Korupsi bagaikan virus yang sulit diberantas yang menyasar hampir semua BUMN maupun swasta. Lingkungan kementerian dan bahkan lembaga penegak hukum sekalipun tak luput dari praktek korupsi dan gratifikasi. Tentu kita tidak boleh lengah, apalagi kehilangan spirit dan political commitment untuk melawan kejahatan korupsi. Orientasi pembentukan hukum/UU yang masih bercorak kapitalis/liberal dan pragmatis harus dikembalikan kepada Pancasila sebagai falsafah dan jiwa kepribadian bangsa.
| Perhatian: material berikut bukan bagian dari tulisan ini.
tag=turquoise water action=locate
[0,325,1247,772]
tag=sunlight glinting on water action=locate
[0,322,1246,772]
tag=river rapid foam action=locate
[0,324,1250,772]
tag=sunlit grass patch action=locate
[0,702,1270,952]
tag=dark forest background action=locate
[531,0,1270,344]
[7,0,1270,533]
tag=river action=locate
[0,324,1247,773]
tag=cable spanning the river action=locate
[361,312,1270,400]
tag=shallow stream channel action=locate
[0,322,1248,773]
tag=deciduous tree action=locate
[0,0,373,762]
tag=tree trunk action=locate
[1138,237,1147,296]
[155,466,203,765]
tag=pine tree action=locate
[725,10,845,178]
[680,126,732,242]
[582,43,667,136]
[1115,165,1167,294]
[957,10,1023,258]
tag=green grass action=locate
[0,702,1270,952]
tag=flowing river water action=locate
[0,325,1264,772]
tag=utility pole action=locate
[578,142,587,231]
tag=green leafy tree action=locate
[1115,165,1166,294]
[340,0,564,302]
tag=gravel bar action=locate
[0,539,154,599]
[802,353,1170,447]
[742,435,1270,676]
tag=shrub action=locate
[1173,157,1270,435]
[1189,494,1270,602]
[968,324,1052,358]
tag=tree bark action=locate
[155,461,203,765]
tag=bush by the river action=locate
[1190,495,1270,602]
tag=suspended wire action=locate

Hukum menjadi sangat transaksional karena masih dipandang sebagai komoditas politik dan ekonomi semata.
Hukum menjadi sangat paradoks karena mengalami defisit dan deviasi nilai-nilai keadilan, moral dan etika. Karena itu, para penegak hukum, para hakim, tidak boleh sebatas menjadi corong UU, tetapi meletakkan nilai keadilan dan kemanusiaan di atas segala-galanya. Hukum tidak sekadar hadir untuk manusia semata. Hukum sejatinya untuk keadilan dan kemanusiaan.
Jika hukum tidak mampu menghadirkan nilai keadilan dan kemanusiaan, di tangan penguasa yang zalim hukum bisa disalahgunakan sehingga praktis yang berlaku adalah hukum kekuasaan bukan kekuasaan hukum. Cermin aparat penegak hukum yang berkarakter <wasathiyah adalah mereka yang profesional dan berintegritas serta tidak mengenal kompromi terhadap pelaku kejahatan korupsi.